There are many examples of Gorham at its luxurious peak. There’s the silver, glass, and ivory dressing table and stool from 1899, part of the “Martele” line Gorham introduced in 1896. The line produced a special division. It emphasized the individual craftsman and handwork and allowed him some creative leeway. It’s in the arts-and-crafts tradition of controlled creativity, based on set patterns and designs but with each object having its own flair. Mostly, it has art nouveau style, though the firm introduced the “Athenic” line for a more historicized look that also mixed media like glass and other metals.
What is American about this work? English Victorian and Edwardian silver, after all, is grand, too. Once civilized, Americans did what Americans do. They ran with the ball. It’s dazzle and sparkle taken to an extreme. Gilded Age America was rich, and by the 1880s, English aristocrats were already feeling the pinch. Taste for splendor was growing enervated, too. Gorham style was driven by technology, an American forte, but also the willingness of Americans to crossbreed styles. An 1879 silver vase mixed copper and brass to show a samurai borrowed from Japanese ukiyo-e prints. It’s a hybrid, with force and individuality, a look American silver tends to achieve whether painstakingly crafted like this or made in mass like a simple spoon.
This period coincided with a change in the economics of silver.
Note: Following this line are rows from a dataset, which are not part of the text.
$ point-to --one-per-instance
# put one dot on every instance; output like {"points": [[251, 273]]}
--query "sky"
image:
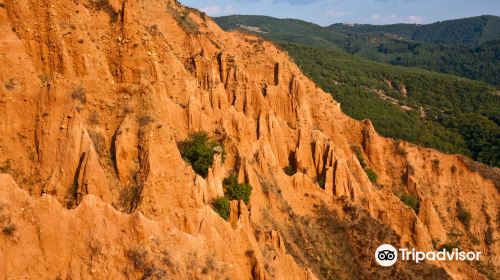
{"points": [[326, 12]]}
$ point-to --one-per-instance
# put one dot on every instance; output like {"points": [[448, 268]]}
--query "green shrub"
{"points": [[9, 230], [464, 215], [221, 207], [372, 175], [198, 150], [290, 170], [359, 155], [321, 181], [237, 191], [410, 200]]}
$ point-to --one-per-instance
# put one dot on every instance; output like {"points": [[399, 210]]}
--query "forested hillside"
{"points": [[474, 30], [452, 114], [479, 59]]}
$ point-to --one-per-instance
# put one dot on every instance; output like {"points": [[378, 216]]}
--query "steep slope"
{"points": [[96, 97]]}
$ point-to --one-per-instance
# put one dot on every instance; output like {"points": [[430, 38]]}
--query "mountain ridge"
{"points": [[472, 30], [96, 101]]}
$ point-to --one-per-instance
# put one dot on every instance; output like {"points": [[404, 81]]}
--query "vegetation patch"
{"points": [[198, 150], [237, 191], [79, 94], [290, 170], [9, 230], [410, 200], [464, 215], [221, 207]]}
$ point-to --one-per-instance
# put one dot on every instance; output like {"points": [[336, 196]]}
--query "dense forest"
{"points": [[431, 109], [451, 114], [469, 31], [476, 55]]}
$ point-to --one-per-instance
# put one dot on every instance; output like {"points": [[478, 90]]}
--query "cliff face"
{"points": [[96, 95]]}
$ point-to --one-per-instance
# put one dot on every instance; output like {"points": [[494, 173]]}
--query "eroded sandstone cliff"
{"points": [[95, 97]]}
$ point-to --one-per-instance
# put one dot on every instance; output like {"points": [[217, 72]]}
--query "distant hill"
{"points": [[474, 30], [467, 47], [445, 112]]}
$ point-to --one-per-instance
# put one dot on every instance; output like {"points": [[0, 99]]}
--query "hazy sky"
{"points": [[326, 12]]}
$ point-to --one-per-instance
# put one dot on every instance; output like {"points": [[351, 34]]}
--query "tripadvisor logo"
{"points": [[387, 255]]}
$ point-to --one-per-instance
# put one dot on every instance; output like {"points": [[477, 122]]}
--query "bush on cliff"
{"points": [[221, 207], [198, 150], [237, 191]]}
Eighteenth-century English and American silver objects were first and foremost stores of value. What was precious was the metal, not the design or craftsmanship. There were no IRAs. Wealth was in property, and silver was the most convertible. Often, pieces were melted when their owners needed money. By the 1860s, the balance flipped. Silver was cheaper, so design became more important. This is one reason a big firm like Gorham had many lines and patterns and offered things like different forks for pickles, sardines, cake, and ice cream. The company was a marketing machine. Cleverly and subtly, it pushed the etiquette industry to set higher, more complex standards, thus broadening and deepening demand.
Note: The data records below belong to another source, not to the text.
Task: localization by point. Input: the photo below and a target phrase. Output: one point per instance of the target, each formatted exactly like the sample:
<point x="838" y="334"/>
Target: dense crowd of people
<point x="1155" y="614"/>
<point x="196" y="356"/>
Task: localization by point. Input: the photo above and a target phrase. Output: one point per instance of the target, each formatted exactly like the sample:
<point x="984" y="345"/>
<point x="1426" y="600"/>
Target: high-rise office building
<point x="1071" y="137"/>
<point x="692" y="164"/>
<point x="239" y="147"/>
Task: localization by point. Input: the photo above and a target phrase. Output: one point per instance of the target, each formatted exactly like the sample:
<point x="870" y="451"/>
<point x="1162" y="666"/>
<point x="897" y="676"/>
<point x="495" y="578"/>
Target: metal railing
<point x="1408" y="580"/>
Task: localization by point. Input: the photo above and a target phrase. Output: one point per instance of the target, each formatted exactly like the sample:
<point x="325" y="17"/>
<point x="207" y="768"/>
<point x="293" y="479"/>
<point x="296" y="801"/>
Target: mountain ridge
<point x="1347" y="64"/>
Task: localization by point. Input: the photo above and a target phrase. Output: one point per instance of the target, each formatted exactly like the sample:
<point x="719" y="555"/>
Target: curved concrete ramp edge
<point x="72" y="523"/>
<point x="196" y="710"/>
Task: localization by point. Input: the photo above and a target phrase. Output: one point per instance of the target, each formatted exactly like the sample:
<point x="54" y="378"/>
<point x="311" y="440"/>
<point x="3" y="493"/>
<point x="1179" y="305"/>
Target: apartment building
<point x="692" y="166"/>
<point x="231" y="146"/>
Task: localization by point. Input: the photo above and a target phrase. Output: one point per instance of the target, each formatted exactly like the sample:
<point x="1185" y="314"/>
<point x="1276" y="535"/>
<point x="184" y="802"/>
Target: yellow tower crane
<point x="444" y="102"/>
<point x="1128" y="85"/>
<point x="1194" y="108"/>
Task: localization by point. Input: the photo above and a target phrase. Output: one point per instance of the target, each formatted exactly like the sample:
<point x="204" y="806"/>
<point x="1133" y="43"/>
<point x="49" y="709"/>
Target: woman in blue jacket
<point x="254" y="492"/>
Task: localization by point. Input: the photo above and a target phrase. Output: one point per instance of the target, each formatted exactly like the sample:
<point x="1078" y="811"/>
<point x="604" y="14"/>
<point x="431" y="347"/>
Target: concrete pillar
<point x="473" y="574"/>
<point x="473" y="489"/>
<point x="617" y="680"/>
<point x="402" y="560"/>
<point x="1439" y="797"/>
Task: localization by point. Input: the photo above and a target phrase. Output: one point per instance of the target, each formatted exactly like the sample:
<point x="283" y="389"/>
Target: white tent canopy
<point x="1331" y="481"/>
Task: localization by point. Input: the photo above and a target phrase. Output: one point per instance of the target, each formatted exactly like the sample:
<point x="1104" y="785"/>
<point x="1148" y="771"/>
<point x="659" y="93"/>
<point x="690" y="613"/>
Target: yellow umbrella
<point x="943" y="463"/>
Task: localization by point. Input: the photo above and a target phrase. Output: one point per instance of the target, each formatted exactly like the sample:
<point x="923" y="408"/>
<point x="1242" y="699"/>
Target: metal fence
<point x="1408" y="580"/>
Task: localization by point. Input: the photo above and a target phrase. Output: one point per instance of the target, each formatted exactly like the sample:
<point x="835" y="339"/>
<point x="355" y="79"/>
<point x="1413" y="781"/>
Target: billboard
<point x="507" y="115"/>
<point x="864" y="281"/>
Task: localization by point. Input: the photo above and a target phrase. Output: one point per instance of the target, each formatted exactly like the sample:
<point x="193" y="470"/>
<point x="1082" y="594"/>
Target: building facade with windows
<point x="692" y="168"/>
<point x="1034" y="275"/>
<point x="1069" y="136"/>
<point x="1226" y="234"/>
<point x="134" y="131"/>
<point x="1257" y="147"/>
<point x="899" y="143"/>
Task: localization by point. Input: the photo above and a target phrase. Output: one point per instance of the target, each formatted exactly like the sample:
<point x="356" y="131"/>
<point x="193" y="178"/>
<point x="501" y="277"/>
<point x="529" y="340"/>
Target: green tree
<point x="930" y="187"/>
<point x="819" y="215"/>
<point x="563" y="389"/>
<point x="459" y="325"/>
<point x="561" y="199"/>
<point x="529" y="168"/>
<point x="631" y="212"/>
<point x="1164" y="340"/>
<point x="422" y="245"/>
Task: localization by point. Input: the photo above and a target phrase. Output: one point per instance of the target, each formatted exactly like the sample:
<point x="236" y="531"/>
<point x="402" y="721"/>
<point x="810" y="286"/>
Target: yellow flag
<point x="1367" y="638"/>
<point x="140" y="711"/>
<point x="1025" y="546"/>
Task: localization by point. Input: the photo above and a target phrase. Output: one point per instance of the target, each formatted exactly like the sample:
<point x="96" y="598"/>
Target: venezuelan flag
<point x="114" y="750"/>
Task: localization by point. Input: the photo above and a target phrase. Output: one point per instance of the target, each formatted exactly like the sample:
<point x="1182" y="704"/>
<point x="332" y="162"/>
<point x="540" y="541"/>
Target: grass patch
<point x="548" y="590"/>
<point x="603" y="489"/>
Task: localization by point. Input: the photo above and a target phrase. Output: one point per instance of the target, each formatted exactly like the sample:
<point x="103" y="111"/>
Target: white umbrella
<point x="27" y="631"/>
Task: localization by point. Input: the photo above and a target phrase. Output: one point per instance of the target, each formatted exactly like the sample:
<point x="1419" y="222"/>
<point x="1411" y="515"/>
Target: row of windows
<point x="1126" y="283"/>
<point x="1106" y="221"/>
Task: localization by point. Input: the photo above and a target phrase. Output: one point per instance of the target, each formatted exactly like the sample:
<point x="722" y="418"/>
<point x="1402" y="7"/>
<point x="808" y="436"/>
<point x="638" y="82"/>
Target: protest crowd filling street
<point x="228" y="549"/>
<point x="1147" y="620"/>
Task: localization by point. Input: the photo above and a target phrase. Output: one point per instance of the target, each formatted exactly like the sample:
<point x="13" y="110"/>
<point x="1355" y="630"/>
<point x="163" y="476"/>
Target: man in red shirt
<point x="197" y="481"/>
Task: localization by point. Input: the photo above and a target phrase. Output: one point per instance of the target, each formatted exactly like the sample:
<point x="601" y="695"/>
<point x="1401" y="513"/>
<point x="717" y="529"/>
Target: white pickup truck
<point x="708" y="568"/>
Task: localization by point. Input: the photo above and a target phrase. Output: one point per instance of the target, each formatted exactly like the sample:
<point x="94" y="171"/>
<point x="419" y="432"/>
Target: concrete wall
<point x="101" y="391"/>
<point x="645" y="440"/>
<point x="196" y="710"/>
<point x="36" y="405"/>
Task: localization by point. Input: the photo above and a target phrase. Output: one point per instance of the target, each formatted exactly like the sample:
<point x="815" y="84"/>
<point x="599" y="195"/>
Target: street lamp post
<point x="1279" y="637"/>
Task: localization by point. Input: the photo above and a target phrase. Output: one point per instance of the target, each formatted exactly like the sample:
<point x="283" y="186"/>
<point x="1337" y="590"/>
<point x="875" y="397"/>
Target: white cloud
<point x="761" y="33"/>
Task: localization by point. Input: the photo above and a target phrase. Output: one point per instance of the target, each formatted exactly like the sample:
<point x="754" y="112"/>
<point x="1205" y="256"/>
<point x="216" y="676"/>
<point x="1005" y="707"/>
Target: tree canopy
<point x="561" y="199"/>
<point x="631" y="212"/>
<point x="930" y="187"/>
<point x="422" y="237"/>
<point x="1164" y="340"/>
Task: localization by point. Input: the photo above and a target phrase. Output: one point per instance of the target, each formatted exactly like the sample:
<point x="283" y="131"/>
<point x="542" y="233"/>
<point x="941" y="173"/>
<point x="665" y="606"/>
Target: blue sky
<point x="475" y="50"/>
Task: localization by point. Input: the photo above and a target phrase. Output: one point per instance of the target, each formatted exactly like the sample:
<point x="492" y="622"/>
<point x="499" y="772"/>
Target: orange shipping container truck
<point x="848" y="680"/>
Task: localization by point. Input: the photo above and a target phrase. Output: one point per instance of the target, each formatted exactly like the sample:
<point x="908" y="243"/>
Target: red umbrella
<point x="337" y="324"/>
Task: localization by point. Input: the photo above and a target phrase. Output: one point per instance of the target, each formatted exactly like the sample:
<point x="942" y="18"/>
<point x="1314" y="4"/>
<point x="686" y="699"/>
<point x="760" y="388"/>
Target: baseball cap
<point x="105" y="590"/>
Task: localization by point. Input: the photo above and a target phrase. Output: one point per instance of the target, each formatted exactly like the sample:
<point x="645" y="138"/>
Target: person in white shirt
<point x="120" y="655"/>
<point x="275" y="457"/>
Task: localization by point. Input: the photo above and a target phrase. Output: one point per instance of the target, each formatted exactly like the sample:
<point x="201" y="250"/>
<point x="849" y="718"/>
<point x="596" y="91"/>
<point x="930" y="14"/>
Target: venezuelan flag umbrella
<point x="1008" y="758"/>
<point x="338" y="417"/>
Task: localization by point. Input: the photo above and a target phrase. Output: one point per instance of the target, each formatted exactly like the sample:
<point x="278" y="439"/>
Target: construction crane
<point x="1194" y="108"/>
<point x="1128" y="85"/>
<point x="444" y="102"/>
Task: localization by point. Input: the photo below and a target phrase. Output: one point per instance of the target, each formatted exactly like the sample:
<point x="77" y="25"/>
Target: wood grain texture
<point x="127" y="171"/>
So what happened? Gorham was traditionally brilliant in changing styles. In 1958, it introduced its “Circa ’70” line, with lovely streamlined silver, very meet-the-Jetsons, never imagining just how awful the 1970s would be.
The demise of Gorham and elaborate dining silver needs are more things to add to the pile of blights Baby Boomers have visited upon us. A conglomerate bought the company in the 1960s. We can’t blame them for that, but it muddied the links between management, innovation, and quality control. In the haze of pot smoke, hippies tend to get their silver-mounted claret jugs mixed up with their martini shakers.
Fashions change, and fine dining and its equipment went out of style. “It needs polishing” is a feeble excuse, since silver, stored properly, rarely needs polishing. “Cooking’s too much work” is more like it. Society became more egalitarian, and good silver became the realm of old fogies. Today, Gen X’ers sometimes see old silver as a fascinating, classy anachronism, but mostly they put their bucks into experiences. There will never be another Gorham, so this is a historical show. Still, as a show of design and the history of taste and production and as a complete delight, this is the very tops. Kudos to RISD. Providence should be proud.